Мы со служительницей музея спустились в фамильную усыпальницу. Металлический гроб с прахом поэта поцарапан. Полусумасшедшая, выплакавшая глаза бабушка ночью пробралась в склеп. Одной рукой она приподнимала свои веки, а другой дубасила по гробу кочергой. Хотела убедиться, там ли Мишенька.
А вечером мы со сторожем-служительницей Ариадной пили ужасно сладкий портвейн, слушали пластинку Вертинского о лиловом негре, подающем манто.
Ф (Фаулз)
«Ф» – греческая буква. Русских слов на эту букву нет. Об этом еще в мои студенческие времена говорил лингвист Зиновий Аронович Потиха.
Только вчера с радостным лицом библиотекарь Елена Евгеньевна вынесла из книжных глубин зеленоватую мерцающую книжку Фаулза «Волхв». Я тоже обрадовался. Узнал из аннотации, что действие романа происходит на греческом острове. «А-а-а! Фаулз – греческая заглавная буква в фамилии».
Пока я не читаю «Волхва», а только переношу его из комнаты в комнату, разглядываю текст, суперобложку, играю, как кошка с мышью, чтобы все же впиться в безусловно греховное содержание.
А может, и сдам книгу нечитанной, чтобы сказать себе, что была возможность прочесть главный роман Фаулза, но я этого не сделал.
Я давненько проглотил его книгу «Коллекционер». Главный герой заклеивает скотчем рот любимой женщины и увозит ее в медвежий угол, в заброшенное жилье. Он пытается силком влюбить в себя эту девушку. Увы! Тщетно.

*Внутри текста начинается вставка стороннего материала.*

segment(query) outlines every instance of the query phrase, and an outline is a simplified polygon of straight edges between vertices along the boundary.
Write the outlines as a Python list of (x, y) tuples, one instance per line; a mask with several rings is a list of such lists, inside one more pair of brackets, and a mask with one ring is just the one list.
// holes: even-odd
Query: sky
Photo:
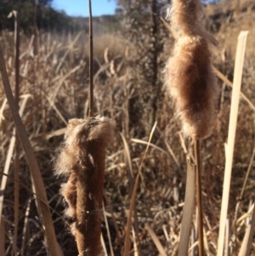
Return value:
[[(113, 14), (116, 8), (116, 0), (91, 0), (94, 16)], [(56, 10), (64, 10), (71, 16), (88, 16), (88, 0), (53, 0), (52, 6)]]

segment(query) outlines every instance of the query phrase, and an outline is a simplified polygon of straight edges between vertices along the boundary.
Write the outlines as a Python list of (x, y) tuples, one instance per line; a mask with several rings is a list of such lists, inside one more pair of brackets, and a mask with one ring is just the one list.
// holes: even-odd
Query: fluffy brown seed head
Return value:
[(201, 26), (201, 1), (173, 0), (169, 20), (181, 36), (197, 35)]
[(69, 205), (66, 214), (73, 219), (71, 231), (79, 255), (102, 255), (105, 148), (112, 139), (113, 129), (110, 119), (103, 117), (71, 120), (56, 162), (56, 174), (69, 176), (61, 192)]
[(82, 148), (89, 141), (97, 141), (105, 148), (112, 140), (113, 127), (112, 121), (105, 117), (98, 116), (88, 120), (71, 119), (55, 162), (55, 174), (70, 175), (79, 162)]
[(216, 119), (218, 88), (210, 59), (205, 38), (182, 37), (165, 70), (166, 87), (176, 102), (184, 132), (197, 139), (210, 133)]

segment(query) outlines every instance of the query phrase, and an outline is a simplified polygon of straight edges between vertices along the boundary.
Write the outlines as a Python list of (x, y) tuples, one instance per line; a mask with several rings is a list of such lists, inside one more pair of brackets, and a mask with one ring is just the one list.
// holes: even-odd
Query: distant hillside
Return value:
[[(88, 18), (71, 17), (71, 20), (76, 24), (77, 29), (88, 31)], [(116, 31), (120, 29), (119, 19), (116, 15), (93, 17), (93, 27), (94, 34)]]

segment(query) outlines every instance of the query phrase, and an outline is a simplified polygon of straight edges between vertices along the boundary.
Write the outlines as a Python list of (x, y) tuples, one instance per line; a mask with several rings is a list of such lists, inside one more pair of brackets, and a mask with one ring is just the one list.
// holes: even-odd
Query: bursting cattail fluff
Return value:
[(211, 65), (208, 41), (217, 41), (203, 29), (201, 0), (173, 0), (172, 26), (179, 34), (165, 69), (165, 86), (175, 100), (183, 130), (188, 136), (207, 136), (216, 120), (218, 88)]
[(58, 156), (57, 175), (68, 178), (61, 193), (68, 204), (79, 256), (104, 255), (100, 245), (105, 149), (112, 140), (114, 124), (104, 117), (69, 121)]

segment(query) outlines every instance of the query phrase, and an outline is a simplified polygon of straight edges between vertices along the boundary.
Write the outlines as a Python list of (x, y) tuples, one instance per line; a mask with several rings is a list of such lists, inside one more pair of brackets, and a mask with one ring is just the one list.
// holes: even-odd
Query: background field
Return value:
[[(111, 117), (116, 123), (115, 140), (106, 157), (102, 221), (102, 233), (109, 255), (110, 246), (114, 255), (122, 255), (131, 191), (156, 122), (152, 145), (142, 167), (133, 230), (130, 235), (133, 246), (138, 247), (140, 252), (136, 254), (133, 251), (131, 255), (159, 255), (150, 227), (167, 255), (176, 255), (178, 245), (186, 157), (187, 155), (194, 156), (191, 141), (184, 138), (173, 103), (165, 96), (163, 90), (162, 71), (174, 40), (160, 20), (162, 6), (152, 5), (152, 8), (156, 15), (143, 9), (127, 9), (115, 18), (109, 17), (107, 22), (107, 17), (105, 21), (104, 17), (97, 19), (98, 26), (94, 27), (94, 111)], [(139, 11), (142, 14), (138, 17)], [(241, 91), (255, 105), (254, 3), (252, 1), (220, 2), (208, 4), (205, 12), (206, 26), (219, 43), (218, 48), (212, 46), (213, 65), (230, 81), (233, 81), (238, 34), (241, 30), (249, 31)], [(36, 37), (30, 31), (20, 32), (20, 105), (27, 99), (22, 120), (36, 151), (50, 206), (54, 209), (52, 211), (54, 225), (64, 255), (76, 255), (76, 248), (69, 233), (68, 223), (61, 217), (65, 204), (59, 189), (63, 180), (54, 176), (53, 167), (68, 120), (88, 117), (88, 36), (86, 22), (78, 21), (80, 26), (70, 31), (42, 29)], [(81, 22), (85, 23), (81, 25)], [(84, 29), (77, 31), (78, 27)], [(14, 88), (13, 31), (3, 30), (0, 43)], [(14, 136), (14, 122), (5, 101), (2, 81), (0, 83), (0, 178), (3, 179)], [(221, 79), (218, 83), (220, 95), (217, 125), (212, 134), (201, 142), (204, 224), (209, 249), (207, 255), (215, 255), (217, 252), (224, 143), (232, 92)], [(240, 218), (248, 211), (255, 196), (254, 161), (251, 160), (255, 149), (255, 113), (243, 100), (241, 100), (239, 110), (228, 215), (230, 255), (238, 254), (247, 221)], [(14, 167), (11, 162), (6, 189), (0, 191), (1, 200), (4, 195), (3, 202), (0, 200), (3, 206), (0, 247), (2, 246), (3, 249), (4, 237), (5, 255), (14, 255), (15, 250), (15, 255), (48, 255), (43, 229), (31, 193), (28, 166), (20, 147), (14, 154), (19, 154), (20, 159), (20, 203), (19, 206), (14, 203), (14, 195), (18, 191), (14, 190)], [(250, 162), (250, 176), (240, 202), (238, 198)], [(19, 222), (15, 231), (17, 209)], [(196, 213), (194, 223), (195, 219)], [(196, 234), (196, 225), (193, 230)], [(138, 234), (136, 239), (135, 232)], [(255, 253), (255, 244), (252, 244), (252, 250)], [(4, 255), (3, 253), (0, 253)]]

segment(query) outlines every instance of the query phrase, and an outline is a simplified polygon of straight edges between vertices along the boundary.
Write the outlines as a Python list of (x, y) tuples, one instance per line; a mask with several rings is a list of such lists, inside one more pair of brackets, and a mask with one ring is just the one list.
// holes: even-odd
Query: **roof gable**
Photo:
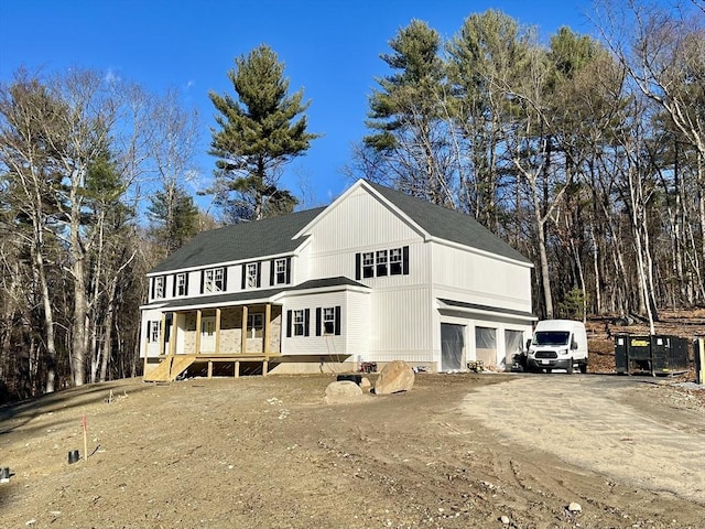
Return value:
[(431, 204), (379, 184), (366, 183), (432, 237), (531, 263), (508, 242), (505, 242), (469, 215)]
[(290, 253), (303, 240), (293, 236), (325, 208), (306, 209), (279, 217), (241, 223), (198, 234), (151, 272), (198, 268)]

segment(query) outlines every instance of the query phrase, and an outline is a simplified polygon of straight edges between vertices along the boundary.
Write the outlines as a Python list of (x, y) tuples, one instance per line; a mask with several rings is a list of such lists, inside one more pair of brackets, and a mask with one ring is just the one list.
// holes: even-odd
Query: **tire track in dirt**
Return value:
[(641, 395), (634, 389), (607, 377), (522, 376), (479, 387), (463, 412), (527, 451), (705, 506), (705, 417), (693, 411), (674, 423), (668, 409), (648, 415), (629, 406)]

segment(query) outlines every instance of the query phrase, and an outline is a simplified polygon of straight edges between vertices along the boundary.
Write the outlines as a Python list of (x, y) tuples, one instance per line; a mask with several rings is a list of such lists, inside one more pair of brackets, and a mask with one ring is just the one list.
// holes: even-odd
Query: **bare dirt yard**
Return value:
[[(2, 408), (0, 527), (705, 527), (702, 389), (420, 374), (329, 406), (334, 380), (122, 380)], [(89, 456), (68, 464), (83, 417)]]

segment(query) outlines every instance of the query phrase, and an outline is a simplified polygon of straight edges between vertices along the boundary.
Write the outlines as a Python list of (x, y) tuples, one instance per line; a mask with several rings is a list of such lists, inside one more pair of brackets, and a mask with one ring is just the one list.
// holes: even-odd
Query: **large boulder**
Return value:
[(384, 366), (375, 382), (375, 395), (409, 391), (414, 386), (414, 370), (403, 360), (393, 360)]
[(362, 390), (352, 380), (330, 382), (326, 388), (326, 403), (352, 402), (362, 398)]

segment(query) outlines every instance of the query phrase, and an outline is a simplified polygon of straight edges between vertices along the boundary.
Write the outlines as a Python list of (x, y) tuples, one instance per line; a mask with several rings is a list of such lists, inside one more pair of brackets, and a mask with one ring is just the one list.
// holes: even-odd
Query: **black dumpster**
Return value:
[(674, 375), (687, 370), (687, 339), (665, 335), (615, 336), (615, 367), (619, 374)]

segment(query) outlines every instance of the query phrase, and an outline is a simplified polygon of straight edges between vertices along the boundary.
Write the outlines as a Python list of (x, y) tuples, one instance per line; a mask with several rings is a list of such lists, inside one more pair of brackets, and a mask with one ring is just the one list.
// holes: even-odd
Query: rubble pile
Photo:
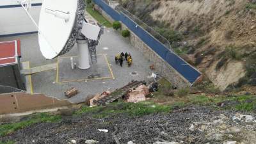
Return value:
[[(32, 143), (256, 143), (255, 115), (189, 106), (186, 111), (140, 117), (117, 114), (103, 119), (90, 113), (40, 123), (0, 141)], [(40, 130), (40, 131), (39, 131)]]

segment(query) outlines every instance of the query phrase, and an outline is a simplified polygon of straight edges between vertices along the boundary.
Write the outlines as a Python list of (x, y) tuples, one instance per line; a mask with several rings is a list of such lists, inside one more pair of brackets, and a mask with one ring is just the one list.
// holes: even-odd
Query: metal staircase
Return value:
[(104, 33), (103, 26), (100, 26), (100, 31), (98, 36), (97, 40), (93, 40), (87, 38), (87, 44), (89, 49), (89, 53), (90, 56), (91, 56), (92, 63), (97, 63), (97, 51), (96, 51), (96, 46), (99, 44), (99, 40), (100, 38), (101, 35)]
[(91, 60), (92, 60), (92, 63), (97, 63), (97, 51), (96, 51), (96, 45), (98, 45), (99, 43), (98, 40), (88, 40), (88, 49), (89, 49), (89, 53), (90, 56), (91, 56)]

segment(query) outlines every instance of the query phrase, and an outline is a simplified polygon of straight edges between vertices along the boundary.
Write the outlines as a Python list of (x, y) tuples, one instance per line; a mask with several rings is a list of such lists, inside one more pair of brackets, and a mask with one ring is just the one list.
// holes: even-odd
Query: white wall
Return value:
[[(42, 1), (33, 2), (40, 3)], [(0, 36), (37, 31), (36, 26), (22, 7), (12, 7), (15, 4), (19, 4), (17, 0), (0, 0)], [(36, 22), (38, 22), (40, 10), (41, 6), (33, 6), (29, 10)]]
[[(0, 0), (0, 6), (19, 4), (20, 0)], [(32, 0), (32, 3), (42, 3), (42, 0)]]

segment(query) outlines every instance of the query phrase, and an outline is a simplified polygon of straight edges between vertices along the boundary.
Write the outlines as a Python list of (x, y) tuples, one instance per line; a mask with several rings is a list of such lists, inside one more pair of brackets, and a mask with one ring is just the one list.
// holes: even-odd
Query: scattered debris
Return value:
[(179, 143), (175, 142), (175, 141), (163, 141), (163, 142), (160, 142), (160, 141), (156, 141), (153, 144), (180, 144)]
[(193, 124), (191, 124), (191, 125), (190, 125), (190, 127), (188, 129), (190, 131), (195, 131), (195, 125)]
[(117, 136), (116, 135), (117, 133), (117, 131), (118, 131), (118, 129), (117, 128), (116, 126), (115, 126), (114, 128), (115, 128), (115, 131), (112, 133), (112, 136), (114, 138), (114, 140), (116, 141), (116, 143), (120, 144), (120, 142), (119, 141), (118, 138), (117, 138)]
[(72, 88), (65, 92), (65, 95), (68, 97), (70, 98), (78, 93), (78, 90), (75, 88)]
[(108, 129), (98, 129), (99, 131), (100, 132), (108, 132)]
[(76, 141), (75, 140), (72, 140), (70, 141), (71, 141), (71, 143), (76, 144)]
[(90, 100), (90, 106), (97, 106), (96, 104), (95, 104), (93, 102), (96, 102), (100, 99), (102, 99), (107, 96), (108, 96), (109, 94), (111, 93), (111, 92), (109, 91), (106, 91), (102, 93), (101, 93), (100, 95), (96, 95), (95, 97), (93, 97), (92, 99), (91, 99)]
[(98, 143), (99, 141), (95, 141), (93, 140), (86, 140), (84, 143), (85, 143), (85, 144), (95, 144), (95, 143)]
[(125, 95), (125, 100), (128, 102), (138, 102), (146, 100), (146, 95), (149, 94), (148, 88), (145, 85), (140, 85), (134, 90), (130, 90)]
[(149, 66), (149, 68), (152, 70), (155, 70), (155, 66), (154, 65), (154, 64), (151, 65)]
[(232, 117), (233, 120), (243, 121), (245, 122), (256, 122), (254, 118), (252, 115), (241, 115), (240, 113), (236, 113)]
[(238, 144), (236, 141), (225, 141), (223, 144)]
[(122, 88), (116, 90), (116, 91), (112, 92), (111, 94), (107, 95), (106, 97), (104, 97), (99, 99), (97, 100), (93, 101), (93, 103), (98, 106), (109, 104), (115, 101), (115, 100), (122, 97), (122, 96), (124, 95), (128, 90), (136, 88), (141, 84), (143, 84), (142, 81), (132, 81), (126, 86), (124, 86)]
[(128, 141), (127, 144), (136, 144), (136, 143), (134, 143), (132, 141)]

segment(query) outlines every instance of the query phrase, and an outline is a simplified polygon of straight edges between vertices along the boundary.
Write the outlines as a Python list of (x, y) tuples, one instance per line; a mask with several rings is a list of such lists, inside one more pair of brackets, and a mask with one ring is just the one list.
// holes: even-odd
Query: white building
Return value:
[[(0, 37), (37, 33), (18, 0), (0, 0)], [(29, 13), (38, 22), (42, 0), (31, 1)]]

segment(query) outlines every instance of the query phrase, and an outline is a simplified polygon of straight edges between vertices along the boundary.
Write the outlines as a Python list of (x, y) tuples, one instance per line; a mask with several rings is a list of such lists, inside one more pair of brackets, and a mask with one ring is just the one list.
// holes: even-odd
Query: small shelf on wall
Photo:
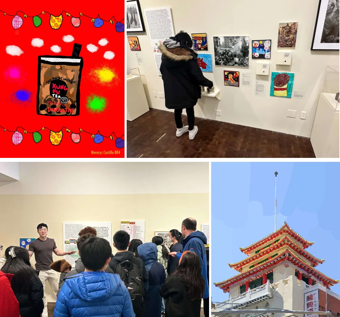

Мы ведь все – коллекционеры: всякую дребедень, а не только любимую женщину, тащим в свою нору, обкапываем похотливой слюной, демонстрируем знакомым. И еще любим все фотографировать, т. е. закатывать в консервные банки действительность. Снимки. Вот я в той же Греции, на горе Парнас. А вот Марина Мясникова, преподаватель Уральского университета. Рядом – пуп земли, больше похожий на вздыбленный фаллос. Античные греки – только плотью и жили.
Х (Хэмингуэй)
Это пепси-кола. Раз попробуешь, еще раз. И уже наркотическая вода войдет в рацион. А надо бы пить настой мяты, душицы, давленую клюкву. В этих травах и ягодах – душистая душа Родины. А то: «Он сказал», «Она сказала». Ходульный разговорник. В семидесятых годах нам нравился сам Хэм, его натура, мужественный стареющий мужчина, охотник, рыбак, в соревнованиях по армреслингу (перетягиванию чужой руки) сутки боролся, пока от напряжения кровь из-под ногтей не начала сочиться. Вот – герой.
Мода пошла – под старика Хэма стали и окликать друг друга: «Ник», «Лю». И пить. Герои этого американского писателя ведь никогда не просыхают. И все же Хэмингуэй – последний натуральный писатель Соединенных Штатов.
И я помню ту бешеную радость, когда мой студенческий товарищ Саша Коровин привозил из своего маленького городка Ленинска черные книжечки с «Фиестой» и рассказом «У нас в Мичигане». Мать у Саши работала продавцом в книжном магазине.
Четыре черных тома Хэмингуэя двадцать лет нетронутыми простояли на моих книжных полках. И вот наконец его взяли почитать. Два года как не возвращают. Бог с ним, с Хэмом, не Лесков.